La modernización no ha sido un camino accesible para todos. La maquinaria era una inversión inasumible para las pequeñas haciendas familiares que caracterizaban la estructura agraria soriana. Este factor económico, combinado con la falta de expectativas, ha sido una de las principales causas de la despoblación. "La maquinaria era cara. Muchas haciendas pequeñas de los pueblos de Soria no podían permitirse comprar un tractor", detalla. La consecuencia fue directa: sin capacidad para competir, muchas familias cerraron sus casas y buscaron un futuro en las ciudades.
Este proceso coincidió en el tiempo con el gran éxodo rural. "Los chicos jóvenes en cuanto terminaban, se licenciaban del servicio militar, se iban uno detrás de otro", rememora. Se marchaban a Zaragoza, Bilbao o Barcelona para trabajar como peones en la construcción o en la industria, lejos de un campo que ya no les ofrecía un porvenir. La maquinaria, por tanto, no solo ha facilitado el trabajo de quienes se quedaron, sino que también ha sido un factor de expulsión para quienes no pudieron adaptarse. Ha contribuido a crear un campo más productivo, pero infinitamente más vacío.
Nadie niega que la vida del agricultor ha mejorado en términos de dureza física. El trabajo es más cómodo, más rentable y la producción se ha multiplicado, especialmente tras la concentración parcelaria. Sin embargo, esta aparente bonanza esconde una nueva forma de servidumbre. El agricultor ha pasado de depender de la fuerza de sus animales a estar sometido a las presiones de un mercado global controlado por unas pocas multinacionales. "El producto que ellos tienen, lo que compran... lo compran a un precio que la multinacional tal y cual, que hay cuatro, les ponen. No lo pueden regatear", denuncia Martínez.

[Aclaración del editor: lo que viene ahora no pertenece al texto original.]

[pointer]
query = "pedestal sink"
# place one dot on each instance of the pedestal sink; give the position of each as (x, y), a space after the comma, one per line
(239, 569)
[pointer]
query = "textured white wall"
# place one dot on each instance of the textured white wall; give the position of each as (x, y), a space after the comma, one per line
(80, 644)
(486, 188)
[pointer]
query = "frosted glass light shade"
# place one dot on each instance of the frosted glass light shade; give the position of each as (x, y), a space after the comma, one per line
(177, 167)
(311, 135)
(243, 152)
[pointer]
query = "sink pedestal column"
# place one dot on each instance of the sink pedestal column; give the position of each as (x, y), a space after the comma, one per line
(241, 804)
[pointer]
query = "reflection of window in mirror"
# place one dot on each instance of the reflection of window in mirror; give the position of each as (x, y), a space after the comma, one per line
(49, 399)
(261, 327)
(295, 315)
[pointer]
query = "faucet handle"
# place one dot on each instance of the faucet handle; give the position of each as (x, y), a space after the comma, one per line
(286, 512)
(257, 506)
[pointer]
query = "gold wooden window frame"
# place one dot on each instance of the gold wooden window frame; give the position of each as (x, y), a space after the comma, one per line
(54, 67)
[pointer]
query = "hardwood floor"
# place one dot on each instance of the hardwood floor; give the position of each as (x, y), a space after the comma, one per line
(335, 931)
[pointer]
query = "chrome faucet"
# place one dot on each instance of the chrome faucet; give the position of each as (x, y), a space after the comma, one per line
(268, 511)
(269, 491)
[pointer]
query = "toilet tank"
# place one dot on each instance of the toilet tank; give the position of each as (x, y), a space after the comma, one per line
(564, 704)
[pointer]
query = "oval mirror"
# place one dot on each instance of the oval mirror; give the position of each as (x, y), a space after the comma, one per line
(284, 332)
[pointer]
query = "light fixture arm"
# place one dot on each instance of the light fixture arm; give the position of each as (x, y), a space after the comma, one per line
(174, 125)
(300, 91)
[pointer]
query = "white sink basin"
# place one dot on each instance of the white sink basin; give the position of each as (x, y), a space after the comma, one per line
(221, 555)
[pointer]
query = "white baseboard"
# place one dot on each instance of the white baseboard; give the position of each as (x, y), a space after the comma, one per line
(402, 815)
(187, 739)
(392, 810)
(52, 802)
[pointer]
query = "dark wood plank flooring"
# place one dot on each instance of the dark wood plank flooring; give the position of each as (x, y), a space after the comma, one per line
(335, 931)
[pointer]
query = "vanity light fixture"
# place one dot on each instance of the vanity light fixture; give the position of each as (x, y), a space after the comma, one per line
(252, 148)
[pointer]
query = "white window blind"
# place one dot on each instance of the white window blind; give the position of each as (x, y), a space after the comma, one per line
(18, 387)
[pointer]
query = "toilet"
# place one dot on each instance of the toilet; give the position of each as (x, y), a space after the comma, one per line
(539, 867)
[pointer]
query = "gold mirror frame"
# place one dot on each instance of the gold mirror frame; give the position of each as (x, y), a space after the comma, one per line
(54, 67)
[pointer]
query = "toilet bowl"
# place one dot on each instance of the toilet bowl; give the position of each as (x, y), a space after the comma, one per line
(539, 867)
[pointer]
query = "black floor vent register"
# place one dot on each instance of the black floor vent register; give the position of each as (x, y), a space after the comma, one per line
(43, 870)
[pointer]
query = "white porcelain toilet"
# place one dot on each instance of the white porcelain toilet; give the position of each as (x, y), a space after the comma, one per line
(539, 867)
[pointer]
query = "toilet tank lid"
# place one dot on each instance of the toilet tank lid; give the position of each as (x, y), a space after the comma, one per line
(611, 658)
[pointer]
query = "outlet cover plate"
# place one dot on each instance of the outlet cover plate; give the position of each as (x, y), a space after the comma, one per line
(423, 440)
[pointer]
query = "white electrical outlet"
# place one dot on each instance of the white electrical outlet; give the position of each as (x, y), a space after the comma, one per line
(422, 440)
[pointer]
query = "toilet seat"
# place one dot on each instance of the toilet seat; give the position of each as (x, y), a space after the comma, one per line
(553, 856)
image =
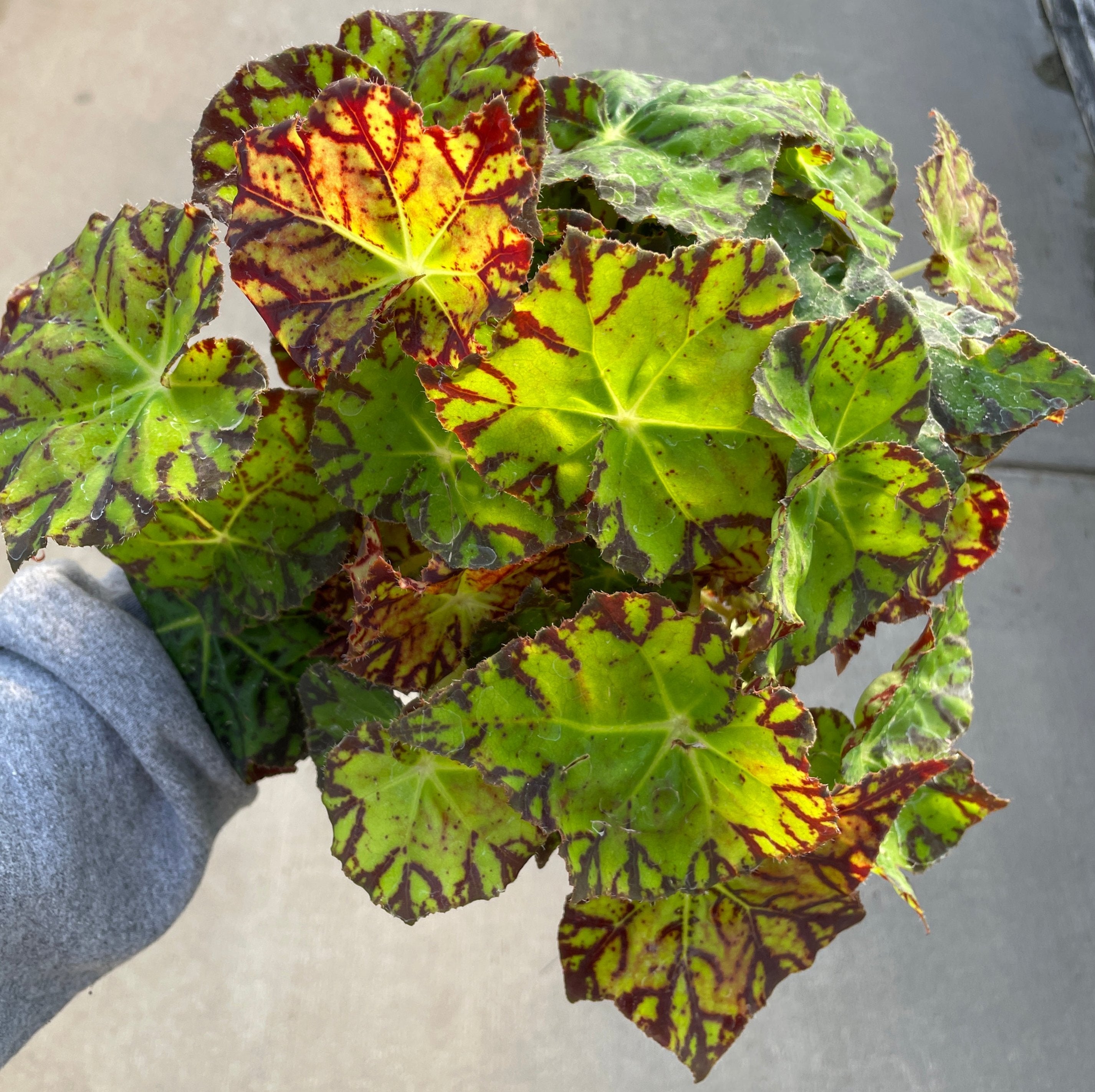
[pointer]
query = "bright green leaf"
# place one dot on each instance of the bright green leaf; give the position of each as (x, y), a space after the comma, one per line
(854, 528)
(246, 682)
(104, 410)
(837, 382)
(624, 381)
(418, 832)
(624, 730)
(378, 448)
(270, 538)
(359, 208)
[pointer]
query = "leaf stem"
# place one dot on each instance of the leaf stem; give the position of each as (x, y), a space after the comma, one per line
(908, 271)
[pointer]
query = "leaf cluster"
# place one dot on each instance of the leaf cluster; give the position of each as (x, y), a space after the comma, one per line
(600, 415)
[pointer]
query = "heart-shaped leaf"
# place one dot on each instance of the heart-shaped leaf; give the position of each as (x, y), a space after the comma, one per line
(938, 815)
(974, 255)
(624, 730)
(418, 832)
(410, 635)
(246, 682)
(920, 707)
(104, 410)
(854, 528)
(336, 703)
(836, 382)
(453, 65)
(262, 93)
(625, 379)
(270, 538)
(1014, 384)
(691, 970)
(359, 207)
(379, 448)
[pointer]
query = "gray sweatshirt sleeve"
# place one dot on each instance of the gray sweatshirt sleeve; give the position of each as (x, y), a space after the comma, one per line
(112, 790)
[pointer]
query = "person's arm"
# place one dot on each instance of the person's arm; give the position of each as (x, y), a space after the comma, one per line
(112, 790)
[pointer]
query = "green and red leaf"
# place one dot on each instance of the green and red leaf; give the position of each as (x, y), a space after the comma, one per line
(624, 730)
(361, 211)
(106, 410)
(974, 255)
(410, 635)
(691, 970)
(262, 93)
(418, 832)
(268, 540)
(453, 65)
(854, 526)
(624, 382)
(379, 448)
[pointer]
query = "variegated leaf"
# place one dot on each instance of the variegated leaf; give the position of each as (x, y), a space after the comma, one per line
(832, 384)
(971, 538)
(854, 528)
(262, 93)
(106, 409)
(692, 970)
(268, 540)
(410, 635)
(981, 395)
(918, 709)
(361, 208)
(624, 382)
(336, 703)
(453, 65)
(974, 255)
(624, 730)
(418, 832)
(379, 448)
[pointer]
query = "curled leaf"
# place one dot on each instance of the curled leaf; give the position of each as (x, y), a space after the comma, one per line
(624, 382)
(974, 255)
(268, 540)
(410, 635)
(624, 731)
(691, 970)
(418, 832)
(106, 410)
(359, 207)
(453, 65)
(243, 680)
(379, 448)
(1014, 384)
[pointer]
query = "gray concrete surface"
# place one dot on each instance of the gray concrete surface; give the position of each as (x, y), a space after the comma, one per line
(281, 975)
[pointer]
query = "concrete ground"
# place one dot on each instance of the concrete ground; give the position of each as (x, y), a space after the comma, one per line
(281, 975)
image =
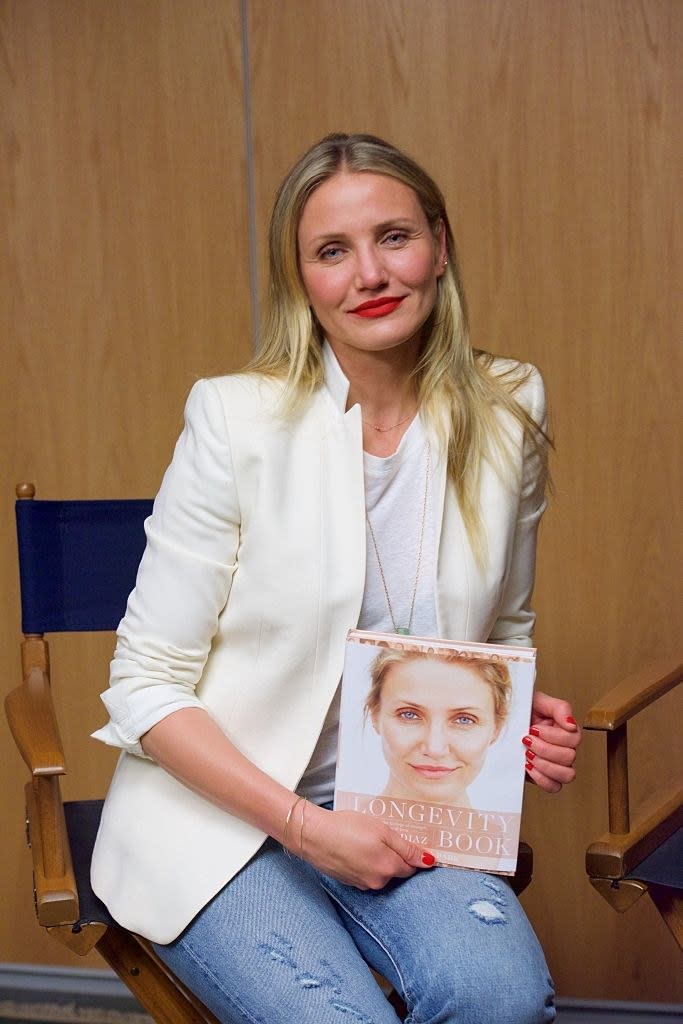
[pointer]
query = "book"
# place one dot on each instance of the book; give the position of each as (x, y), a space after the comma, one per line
(430, 742)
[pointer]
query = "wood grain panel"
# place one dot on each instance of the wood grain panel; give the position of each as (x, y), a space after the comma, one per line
(125, 256)
(555, 132)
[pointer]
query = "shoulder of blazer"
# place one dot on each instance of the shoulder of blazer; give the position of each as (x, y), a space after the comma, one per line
(257, 399)
(525, 383)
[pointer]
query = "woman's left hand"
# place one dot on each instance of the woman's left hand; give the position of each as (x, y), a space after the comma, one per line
(551, 742)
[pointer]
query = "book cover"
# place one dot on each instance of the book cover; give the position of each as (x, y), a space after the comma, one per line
(430, 742)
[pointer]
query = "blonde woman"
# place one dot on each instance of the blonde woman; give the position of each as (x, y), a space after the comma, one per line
(369, 469)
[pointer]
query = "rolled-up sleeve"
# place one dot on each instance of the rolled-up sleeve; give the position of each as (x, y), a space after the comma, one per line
(183, 581)
(516, 619)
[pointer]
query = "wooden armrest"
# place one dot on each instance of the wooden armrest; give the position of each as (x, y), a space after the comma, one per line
(34, 724)
(635, 693)
(615, 855)
(56, 895)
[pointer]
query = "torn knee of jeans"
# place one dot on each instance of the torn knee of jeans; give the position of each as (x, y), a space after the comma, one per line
(351, 1012)
(485, 910)
(497, 892)
(281, 950)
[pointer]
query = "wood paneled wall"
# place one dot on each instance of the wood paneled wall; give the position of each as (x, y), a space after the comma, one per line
(127, 169)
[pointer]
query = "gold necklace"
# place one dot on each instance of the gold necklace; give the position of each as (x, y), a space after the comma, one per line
(385, 430)
(404, 630)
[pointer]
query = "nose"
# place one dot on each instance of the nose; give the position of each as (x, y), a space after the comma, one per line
(435, 740)
(370, 269)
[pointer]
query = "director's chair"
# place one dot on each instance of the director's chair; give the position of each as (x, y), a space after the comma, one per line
(645, 855)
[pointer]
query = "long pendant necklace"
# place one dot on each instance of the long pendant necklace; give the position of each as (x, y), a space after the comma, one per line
(404, 630)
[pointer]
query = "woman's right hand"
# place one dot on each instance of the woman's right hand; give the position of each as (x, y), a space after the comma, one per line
(353, 849)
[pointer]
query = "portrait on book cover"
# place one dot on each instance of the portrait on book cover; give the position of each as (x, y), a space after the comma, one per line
(432, 735)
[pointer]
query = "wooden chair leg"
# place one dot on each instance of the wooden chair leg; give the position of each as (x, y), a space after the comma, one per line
(670, 904)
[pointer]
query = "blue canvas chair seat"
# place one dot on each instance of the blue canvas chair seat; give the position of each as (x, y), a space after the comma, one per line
(78, 561)
(646, 855)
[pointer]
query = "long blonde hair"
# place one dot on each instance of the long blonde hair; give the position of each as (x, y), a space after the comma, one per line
(450, 376)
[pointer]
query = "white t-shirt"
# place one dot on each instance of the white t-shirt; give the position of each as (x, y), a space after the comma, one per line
(394, 503)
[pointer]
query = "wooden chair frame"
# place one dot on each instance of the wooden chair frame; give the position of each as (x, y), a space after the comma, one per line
(612, 861)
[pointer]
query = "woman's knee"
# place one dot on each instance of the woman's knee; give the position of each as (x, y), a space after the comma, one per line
(451, 997)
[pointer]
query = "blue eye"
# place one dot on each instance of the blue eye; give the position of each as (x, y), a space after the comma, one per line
(330, 253)
(408, 715)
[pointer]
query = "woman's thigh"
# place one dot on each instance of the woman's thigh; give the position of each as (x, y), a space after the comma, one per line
(455, 943)
(270, 948)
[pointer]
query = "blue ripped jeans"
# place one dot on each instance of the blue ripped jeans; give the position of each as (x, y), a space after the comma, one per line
(283, 944)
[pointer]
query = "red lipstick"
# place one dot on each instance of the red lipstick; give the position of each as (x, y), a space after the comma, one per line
(378, 307)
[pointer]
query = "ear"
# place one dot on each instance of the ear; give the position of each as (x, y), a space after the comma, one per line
(440, 249)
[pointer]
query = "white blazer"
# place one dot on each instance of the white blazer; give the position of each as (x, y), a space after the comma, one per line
(253, 572)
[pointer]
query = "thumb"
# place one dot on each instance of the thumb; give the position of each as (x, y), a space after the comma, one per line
(416, 856)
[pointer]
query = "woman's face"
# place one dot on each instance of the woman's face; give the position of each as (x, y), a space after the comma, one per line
(436, 721)
(369, 261)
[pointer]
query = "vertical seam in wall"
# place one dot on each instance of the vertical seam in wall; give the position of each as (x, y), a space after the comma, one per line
(251, 198)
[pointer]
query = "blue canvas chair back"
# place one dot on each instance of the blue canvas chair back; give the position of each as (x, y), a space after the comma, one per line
(78, 561)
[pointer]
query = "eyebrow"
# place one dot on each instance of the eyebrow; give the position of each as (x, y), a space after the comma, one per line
(408, 222)
(413, 704)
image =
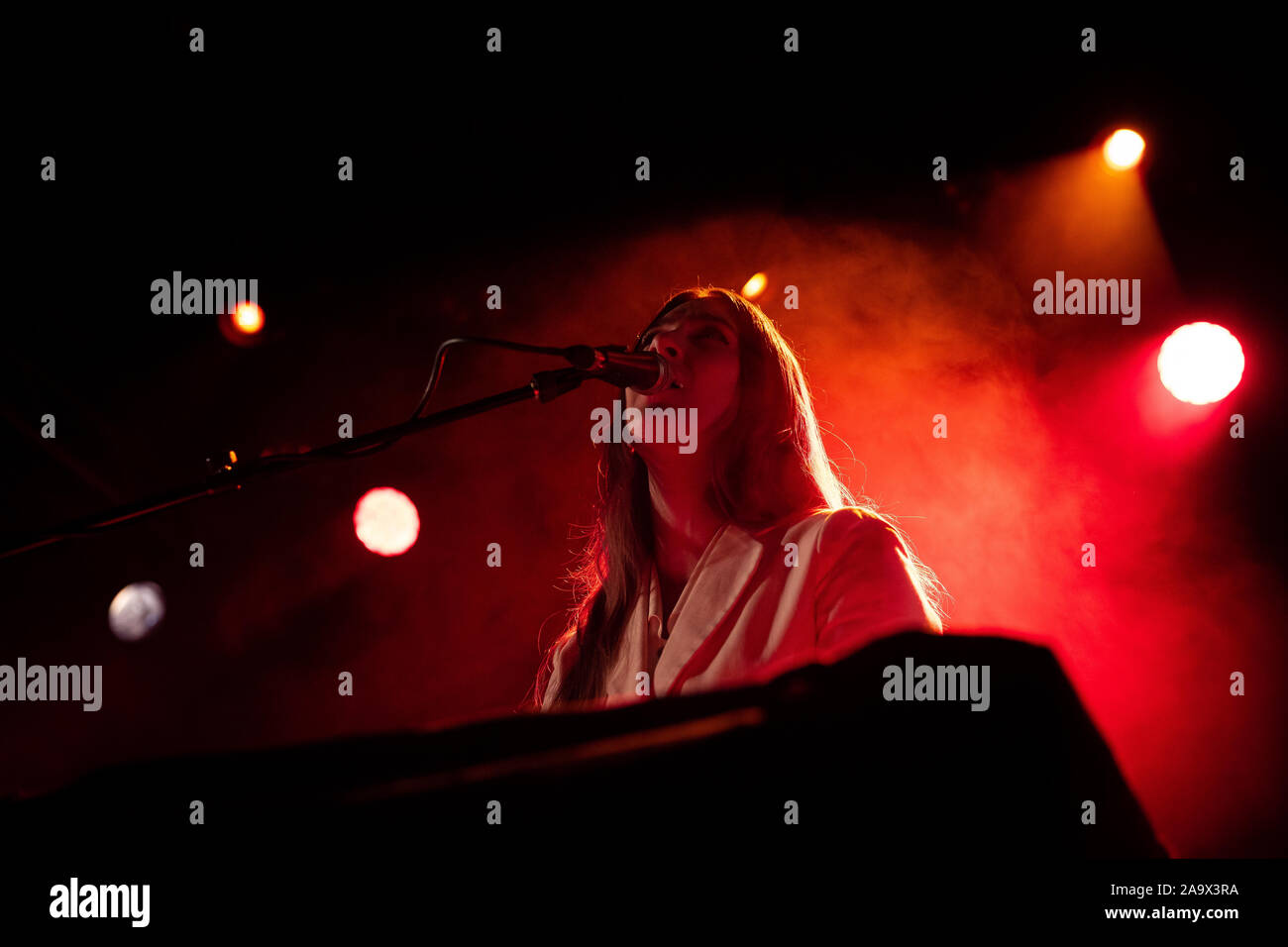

Esta dependencia es total. Las grandes corporaciones no solo venden la maquinaria, sino también las semillas, los fertilizantes y los herbicidas específicos para esas semillas. El agricultor se encuentra atrapado en un ciclo donde no controla ni el precio de sus insumos ni el de su producción final, cuyo valor se decide a miles de kilómetros, en el mercado de Chicago. Martínez incluso evoca una anécdota reveladora sobre las "plagas del campo": "Los fabricantes de maquinaria, los vendedores de maquinaria, los fabricantes de abono, los vendedores de abono y la quinta plaga... los ingenieros agrónomos". Una ironía que refleja el sentir de un sector que se siente dirigido desde fuera.
La reflexión de Jaime Martínez culmina con una predicción sombría pero realista sobre el futuro del campo soriano. La falta de relevo generacional y la atomización de la propiedad son dos problemas estructurales que amenazan la supervivencia del modelo actual. En Nepas, por ejemplo, 12 agricultores cultivan las tierras de 140 propietarios distintos, muchos de ellos herederos que viven en ciudades y no tienen intención de vender. Esta situación impide una gestión eficiente y moderna de las explotaciones.
Para Martínez, la conclusión es inevitable. "La empresa familiar agrícola se va a acabar. Van a entrar empresas, fondos de inversión, fondos de capital, que pondrán aquí a trabajadores... a trabajar una tierra que será de esos fondos de capital". Se vislumbra un futuro donde el campo soriano ya no será labrado por familias con un vínculo ancestral con la tierra, sino gestionado por grandes corporaciones con criterios puramente financieros. Un paisaje de alta tecnología y máxima eficiencia, pero sin alma, el último capítulo de una revolución que comenzó con el rugido del primer tractor.